Sequential invention makes firms more likely to innovate in the absence of patents than static innovation. The reason is simple: though I am still upset that an imitator may take some of the revenue from an invention I invest in, I also know that if I don’t make that invention, the next product in the sequential line will never be possible. So I need less value from the present invention to make R&D worthwhile. And patenting can make us worse off. The problem is asymmetric information: I don’t know whether the other firm is a high cost or a low cost of R&D firm. When I invent product 1 in a line, the model assumes my patent can keep you from inventing and selling product 2. Of course, I can offer you a license. If I think you have cost 0 R&D, I will set the license equal to exactly the surplus you expect to gain from inventing the next product in a sequence. Then we’ll both work on the next product, and no matter what, I will reap all the surplus. But it may be costly for you to do R&D. In order to get you to do work on the next product, then, I would offer you a licensing fee that just lets you cover the cost of your R&D, but otherwise gives me all the surplus. It turns out that in a range of values, the firm that invents product 1 would rather just get the higher licensing fee always from the zero cost guys, meaning that it never licenses to the high cost guys, even when product values are high enough that social welfare would want to have both firms working on research, and where both firms would indeed do research if there were no patents. Ex-ante, meaning before firms have any patents yet, the firms may well prefer the world without patents to the world with patents for this reason (though, of course, once they have a patent, the firm can only be made worse off by losing it).

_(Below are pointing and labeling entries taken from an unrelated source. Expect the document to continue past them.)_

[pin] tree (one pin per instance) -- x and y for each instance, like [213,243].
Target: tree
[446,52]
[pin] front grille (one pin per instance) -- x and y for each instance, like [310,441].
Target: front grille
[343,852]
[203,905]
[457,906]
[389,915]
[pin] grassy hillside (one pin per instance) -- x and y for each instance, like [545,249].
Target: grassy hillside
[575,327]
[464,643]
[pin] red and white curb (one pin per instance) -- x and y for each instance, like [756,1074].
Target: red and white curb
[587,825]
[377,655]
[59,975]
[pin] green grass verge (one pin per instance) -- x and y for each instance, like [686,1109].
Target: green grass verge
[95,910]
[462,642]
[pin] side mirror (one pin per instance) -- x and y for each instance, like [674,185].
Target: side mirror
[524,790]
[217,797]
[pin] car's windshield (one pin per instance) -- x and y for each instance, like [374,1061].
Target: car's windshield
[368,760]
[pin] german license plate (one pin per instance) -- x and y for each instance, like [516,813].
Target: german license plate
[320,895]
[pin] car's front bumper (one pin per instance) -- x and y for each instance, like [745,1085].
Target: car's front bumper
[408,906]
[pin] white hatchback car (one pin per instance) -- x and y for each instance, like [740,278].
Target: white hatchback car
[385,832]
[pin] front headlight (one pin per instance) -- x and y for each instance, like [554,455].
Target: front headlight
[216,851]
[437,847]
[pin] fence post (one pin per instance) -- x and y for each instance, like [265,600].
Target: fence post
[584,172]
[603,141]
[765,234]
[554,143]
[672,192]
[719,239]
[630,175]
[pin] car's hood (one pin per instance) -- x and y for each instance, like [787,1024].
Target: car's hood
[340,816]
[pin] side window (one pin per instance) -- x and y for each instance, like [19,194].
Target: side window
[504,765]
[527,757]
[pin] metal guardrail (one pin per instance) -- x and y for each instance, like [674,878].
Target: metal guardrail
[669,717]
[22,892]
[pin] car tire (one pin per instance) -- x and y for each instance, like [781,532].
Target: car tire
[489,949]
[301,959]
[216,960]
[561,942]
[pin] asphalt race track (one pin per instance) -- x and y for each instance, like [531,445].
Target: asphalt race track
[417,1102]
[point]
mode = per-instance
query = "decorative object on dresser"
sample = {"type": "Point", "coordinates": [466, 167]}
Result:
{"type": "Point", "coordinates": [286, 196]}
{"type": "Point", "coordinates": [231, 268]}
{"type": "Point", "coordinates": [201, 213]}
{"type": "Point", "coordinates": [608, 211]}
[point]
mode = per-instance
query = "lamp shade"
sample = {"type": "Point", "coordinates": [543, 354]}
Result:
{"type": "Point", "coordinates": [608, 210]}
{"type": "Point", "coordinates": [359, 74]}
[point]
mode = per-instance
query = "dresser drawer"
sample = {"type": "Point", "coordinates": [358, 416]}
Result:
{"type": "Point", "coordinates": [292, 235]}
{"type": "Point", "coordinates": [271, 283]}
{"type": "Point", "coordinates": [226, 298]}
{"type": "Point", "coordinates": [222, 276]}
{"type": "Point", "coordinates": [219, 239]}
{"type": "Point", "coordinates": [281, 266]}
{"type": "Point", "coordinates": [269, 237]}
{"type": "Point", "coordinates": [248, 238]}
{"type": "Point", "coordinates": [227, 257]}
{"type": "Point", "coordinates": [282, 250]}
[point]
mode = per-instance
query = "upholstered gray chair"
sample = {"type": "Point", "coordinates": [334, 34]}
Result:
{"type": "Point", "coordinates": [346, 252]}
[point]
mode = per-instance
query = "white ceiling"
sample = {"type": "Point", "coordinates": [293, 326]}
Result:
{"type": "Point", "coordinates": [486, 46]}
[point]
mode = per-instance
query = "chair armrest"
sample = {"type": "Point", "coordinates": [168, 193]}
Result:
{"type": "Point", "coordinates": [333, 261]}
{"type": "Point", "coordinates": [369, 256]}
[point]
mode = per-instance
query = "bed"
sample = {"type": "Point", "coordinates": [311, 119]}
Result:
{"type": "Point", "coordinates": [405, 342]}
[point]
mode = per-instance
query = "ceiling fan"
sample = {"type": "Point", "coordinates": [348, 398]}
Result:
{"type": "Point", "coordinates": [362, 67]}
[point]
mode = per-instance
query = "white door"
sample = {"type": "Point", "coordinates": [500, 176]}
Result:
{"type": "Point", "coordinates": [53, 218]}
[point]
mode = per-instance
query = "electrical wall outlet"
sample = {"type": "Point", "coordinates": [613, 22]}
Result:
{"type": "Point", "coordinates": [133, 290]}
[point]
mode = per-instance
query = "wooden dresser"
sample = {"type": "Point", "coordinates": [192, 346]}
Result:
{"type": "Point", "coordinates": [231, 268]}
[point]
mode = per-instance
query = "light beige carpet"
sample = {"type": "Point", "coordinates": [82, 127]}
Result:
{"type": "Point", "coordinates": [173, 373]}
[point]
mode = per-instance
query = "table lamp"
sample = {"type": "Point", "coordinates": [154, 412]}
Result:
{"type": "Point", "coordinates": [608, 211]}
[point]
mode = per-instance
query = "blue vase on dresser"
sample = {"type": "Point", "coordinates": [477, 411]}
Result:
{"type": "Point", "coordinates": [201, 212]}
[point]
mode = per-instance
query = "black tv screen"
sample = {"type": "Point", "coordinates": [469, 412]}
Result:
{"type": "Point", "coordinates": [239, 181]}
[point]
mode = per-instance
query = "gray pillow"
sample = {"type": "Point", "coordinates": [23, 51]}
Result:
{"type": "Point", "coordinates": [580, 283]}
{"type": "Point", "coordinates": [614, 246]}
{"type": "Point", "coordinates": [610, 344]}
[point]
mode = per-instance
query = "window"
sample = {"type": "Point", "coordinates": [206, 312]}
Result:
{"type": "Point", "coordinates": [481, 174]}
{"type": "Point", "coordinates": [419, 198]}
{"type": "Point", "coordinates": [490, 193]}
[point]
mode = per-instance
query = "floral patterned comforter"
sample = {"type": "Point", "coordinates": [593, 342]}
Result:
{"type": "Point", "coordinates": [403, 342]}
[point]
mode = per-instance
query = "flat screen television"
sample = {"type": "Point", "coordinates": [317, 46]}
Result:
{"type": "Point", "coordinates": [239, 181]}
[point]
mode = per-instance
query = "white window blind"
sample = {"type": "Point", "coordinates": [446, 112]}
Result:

One final result, relevant to software and other industries: if the value of inventions is large, and if s is close to one-half (meaning that imitation is not “too” dissipating), then in both the patent and no patent case, firms are better off having a competitor who may imitate/become a licensee. Having a competitor means, basically, the industry is able to invent more quickly. Even when Lotus and Microsoft keep ripping each other off, the fact that they are both inventing new features expands the size of the market, and makes both better off than in the monopolistic world where only one firm did all the R&D.
File these results under “patents can sometimes harm” and “someone tell the law & econ guys that informational frictions matter”.
http://www.sss.ias.edu/files/papers/econpaper25.pdf (2006 Working Paper. The final version is in RAND 2009. If you have access, read the RAND and not the working papers – this paper floated around for a decade or so before publication, and some early versions have a number of mathematical mistakes.)